Il y a une semaine, en l’absence de P’tit Mari, je décide de couper net la croissance de notre jungle tapis vert. C’est la première fois que je m’occupe de cette tâche de A à Z, du remplissage du réservoir d’essence au rangement de la tondeuse. Je commence par situer à l’odeur le fameux réservoir. Même que j’en mets pas à côté. Oui Madame, oui Monsieur. La machine est prête, je peux y aller.

J’insiste quelques minutes pour que le moteur veuille bien démarrer, ce qu’il finit par faire. L’honneur est sauf. J’en viens à me dire que tout pourrait bien se passer. Je tonds, je tonds, je tonds. Arrive le moment où il faut vider le réservoir qui contient le gazon coupé. Rien de plus simple! Sauf que j’ai à peine touché à la tondeuse que celle-ci tombe en miettes (ou presque). Bizarrement, une pièce vient de se faire la malle et le “manche” est maintenant bien de travers. Abandonnant provisoirement le problème de l’herbe coupée, j’inspecte la machine. Sans comprendre. Légèrement agacée par mon ignorance, je finis par prendre mon téléphone et appeler P’tit Mari. Celui-ci éclaire rapidement ma lanterne. J’ai certainement perdu une vis, vis qui est déjà tombée auparavant. Soit.
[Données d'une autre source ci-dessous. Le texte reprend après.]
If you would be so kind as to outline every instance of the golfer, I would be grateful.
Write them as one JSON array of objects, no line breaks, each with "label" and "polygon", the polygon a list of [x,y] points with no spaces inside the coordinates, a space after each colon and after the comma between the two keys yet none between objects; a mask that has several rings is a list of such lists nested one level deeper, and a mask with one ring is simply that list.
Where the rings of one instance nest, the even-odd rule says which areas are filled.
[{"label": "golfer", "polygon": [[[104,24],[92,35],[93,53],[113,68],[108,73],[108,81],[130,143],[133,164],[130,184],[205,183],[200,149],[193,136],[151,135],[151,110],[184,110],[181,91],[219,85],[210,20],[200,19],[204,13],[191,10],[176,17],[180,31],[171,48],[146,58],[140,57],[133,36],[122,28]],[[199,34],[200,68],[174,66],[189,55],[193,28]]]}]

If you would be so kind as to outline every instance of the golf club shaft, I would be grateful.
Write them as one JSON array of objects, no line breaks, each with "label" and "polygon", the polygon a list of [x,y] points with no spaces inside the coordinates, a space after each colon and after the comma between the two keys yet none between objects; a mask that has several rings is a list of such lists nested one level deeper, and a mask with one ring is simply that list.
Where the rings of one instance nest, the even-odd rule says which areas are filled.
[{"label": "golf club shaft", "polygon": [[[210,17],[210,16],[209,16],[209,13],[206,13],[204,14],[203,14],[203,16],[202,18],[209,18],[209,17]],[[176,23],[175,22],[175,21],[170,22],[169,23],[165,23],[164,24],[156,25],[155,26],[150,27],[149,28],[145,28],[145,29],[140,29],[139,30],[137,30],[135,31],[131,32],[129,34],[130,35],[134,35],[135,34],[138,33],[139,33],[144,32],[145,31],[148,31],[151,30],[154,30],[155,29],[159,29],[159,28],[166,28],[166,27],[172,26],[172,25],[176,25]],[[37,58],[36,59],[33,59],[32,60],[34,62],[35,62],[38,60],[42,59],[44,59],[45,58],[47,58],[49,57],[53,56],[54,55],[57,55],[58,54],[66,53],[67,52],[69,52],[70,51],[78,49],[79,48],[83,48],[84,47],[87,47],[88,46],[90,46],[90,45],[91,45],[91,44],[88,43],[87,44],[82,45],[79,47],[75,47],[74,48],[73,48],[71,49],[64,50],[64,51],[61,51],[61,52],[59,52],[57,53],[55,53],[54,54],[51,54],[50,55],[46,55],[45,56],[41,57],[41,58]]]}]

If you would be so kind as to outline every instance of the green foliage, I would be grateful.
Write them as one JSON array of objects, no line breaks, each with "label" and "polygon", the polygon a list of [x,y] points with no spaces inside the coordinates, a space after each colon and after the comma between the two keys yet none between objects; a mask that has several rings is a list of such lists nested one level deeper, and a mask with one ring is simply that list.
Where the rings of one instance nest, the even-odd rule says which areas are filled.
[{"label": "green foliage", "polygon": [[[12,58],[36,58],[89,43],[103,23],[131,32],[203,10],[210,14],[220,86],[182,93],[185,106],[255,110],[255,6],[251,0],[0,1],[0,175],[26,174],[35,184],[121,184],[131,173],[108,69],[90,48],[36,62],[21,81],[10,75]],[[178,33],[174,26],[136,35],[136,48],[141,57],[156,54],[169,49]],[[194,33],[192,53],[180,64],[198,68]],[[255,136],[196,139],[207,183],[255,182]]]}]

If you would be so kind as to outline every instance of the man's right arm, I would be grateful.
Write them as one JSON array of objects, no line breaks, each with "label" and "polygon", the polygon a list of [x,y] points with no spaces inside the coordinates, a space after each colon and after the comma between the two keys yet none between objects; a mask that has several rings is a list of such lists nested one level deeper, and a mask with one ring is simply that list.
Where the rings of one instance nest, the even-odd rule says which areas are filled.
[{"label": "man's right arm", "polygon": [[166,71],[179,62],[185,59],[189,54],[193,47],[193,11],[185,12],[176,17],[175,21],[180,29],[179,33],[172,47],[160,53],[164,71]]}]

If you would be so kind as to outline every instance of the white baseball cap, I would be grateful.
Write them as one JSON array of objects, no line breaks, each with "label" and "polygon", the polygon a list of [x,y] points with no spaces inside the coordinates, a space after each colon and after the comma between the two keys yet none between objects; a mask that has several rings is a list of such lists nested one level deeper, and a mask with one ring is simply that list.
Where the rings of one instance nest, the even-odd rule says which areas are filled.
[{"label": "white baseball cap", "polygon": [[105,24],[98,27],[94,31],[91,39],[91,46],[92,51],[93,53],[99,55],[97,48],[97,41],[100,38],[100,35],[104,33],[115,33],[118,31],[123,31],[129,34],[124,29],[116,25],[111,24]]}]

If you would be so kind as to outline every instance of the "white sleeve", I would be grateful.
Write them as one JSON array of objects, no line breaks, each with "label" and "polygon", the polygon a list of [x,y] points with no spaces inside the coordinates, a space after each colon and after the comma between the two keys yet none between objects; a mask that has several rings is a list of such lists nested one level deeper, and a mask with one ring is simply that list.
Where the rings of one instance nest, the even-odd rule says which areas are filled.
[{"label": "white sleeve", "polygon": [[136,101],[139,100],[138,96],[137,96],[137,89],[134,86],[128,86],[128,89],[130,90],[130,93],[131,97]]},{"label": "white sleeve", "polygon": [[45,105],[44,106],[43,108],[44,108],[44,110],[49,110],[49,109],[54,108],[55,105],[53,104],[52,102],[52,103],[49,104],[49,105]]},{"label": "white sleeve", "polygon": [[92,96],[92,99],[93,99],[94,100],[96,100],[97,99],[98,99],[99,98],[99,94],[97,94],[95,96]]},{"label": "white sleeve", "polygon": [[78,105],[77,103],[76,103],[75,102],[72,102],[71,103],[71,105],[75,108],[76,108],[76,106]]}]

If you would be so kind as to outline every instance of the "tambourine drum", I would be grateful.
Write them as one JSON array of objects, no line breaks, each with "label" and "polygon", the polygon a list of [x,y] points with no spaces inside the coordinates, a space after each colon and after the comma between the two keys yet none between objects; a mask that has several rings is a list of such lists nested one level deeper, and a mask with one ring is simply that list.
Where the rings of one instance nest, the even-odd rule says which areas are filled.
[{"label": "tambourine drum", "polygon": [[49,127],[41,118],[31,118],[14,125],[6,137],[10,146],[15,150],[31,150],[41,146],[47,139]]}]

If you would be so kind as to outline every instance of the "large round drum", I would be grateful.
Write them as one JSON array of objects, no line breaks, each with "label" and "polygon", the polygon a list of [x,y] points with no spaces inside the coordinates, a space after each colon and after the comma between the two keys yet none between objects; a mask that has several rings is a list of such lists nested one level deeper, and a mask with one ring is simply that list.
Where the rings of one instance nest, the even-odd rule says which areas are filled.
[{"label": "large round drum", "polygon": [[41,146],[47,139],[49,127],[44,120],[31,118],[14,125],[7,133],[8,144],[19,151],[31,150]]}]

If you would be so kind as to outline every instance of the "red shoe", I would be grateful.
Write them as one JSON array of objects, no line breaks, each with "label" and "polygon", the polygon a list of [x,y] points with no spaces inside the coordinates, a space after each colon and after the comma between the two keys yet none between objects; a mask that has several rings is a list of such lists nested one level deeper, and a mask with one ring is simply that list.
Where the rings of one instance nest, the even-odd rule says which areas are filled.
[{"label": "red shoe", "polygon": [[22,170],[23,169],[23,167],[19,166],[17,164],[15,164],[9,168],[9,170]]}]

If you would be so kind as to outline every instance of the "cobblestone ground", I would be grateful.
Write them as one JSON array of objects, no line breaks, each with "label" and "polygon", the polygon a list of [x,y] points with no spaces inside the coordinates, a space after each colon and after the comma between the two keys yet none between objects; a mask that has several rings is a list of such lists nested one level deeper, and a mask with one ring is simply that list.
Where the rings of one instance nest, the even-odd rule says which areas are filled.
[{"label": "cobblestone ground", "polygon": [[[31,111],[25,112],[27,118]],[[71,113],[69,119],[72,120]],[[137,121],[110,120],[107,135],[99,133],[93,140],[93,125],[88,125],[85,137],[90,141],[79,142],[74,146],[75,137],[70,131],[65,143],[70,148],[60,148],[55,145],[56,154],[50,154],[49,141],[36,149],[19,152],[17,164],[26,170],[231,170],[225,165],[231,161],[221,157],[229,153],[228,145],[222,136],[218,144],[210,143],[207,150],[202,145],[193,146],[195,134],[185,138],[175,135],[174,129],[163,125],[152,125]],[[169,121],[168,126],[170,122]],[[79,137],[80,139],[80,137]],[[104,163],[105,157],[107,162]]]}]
S’en suite une recherche de vis dans les brins d’herbe. En attendant, le gazon est tondu au tiers, c’est plutôt comique. On dirait qu’il me nargue, avec sa copine la tondeuse de travers. Pfff. Après une bonne demi heure de recherches, je retrouve la vis. Mais pas le boulon qui va avec. Je suis maintenant bien énervée et frustrée. Impossible de tondre correctement avec une machine à moitié tordue. Je cherche encore le boulon. Dans une botte de foin dans le gazon. Rien. A son retour, P’tit Mari m’explique qu’il a oublié de mentionner que le boulon est perdu depuis belle lurette. Ok. Calme et zen. Il ne reste plus qu’à bricoler un truc provisoire de façon à venir à bout du gazon. Merci P’tit Mari. Un boulon tout neuf sera acheté le lendemain. Fin du premier épisode.

Deuxième épisode. Même scénario que la semaine précédente. La pluie a enfin cessé et je veux en profiter pour m’occuper du gazon, gazon qui décidément ne nous laissera pas une seule semaine de repos. Me rappelant de ma mésaventure, j’ai comme une mauvaise impression… Je décide de contrôler l’état des vis des DEUX côtés. Je bouge légèrement la tondeuse, encore dans le cabanon de jardin, et chtiiing. La fameuse vis a cédé, cassée net en deux. Bon. Au moins cette fois je n’ai pas commencé, j’ai l’air moins idiote.

J’écoute les tondeuses des voisins en attendant de retourner au brico machin pour acheter une vis.

Dernière minute: la tondeuse est normalement réparée, je suis sur le point d’aller en découdre avec le gazon!!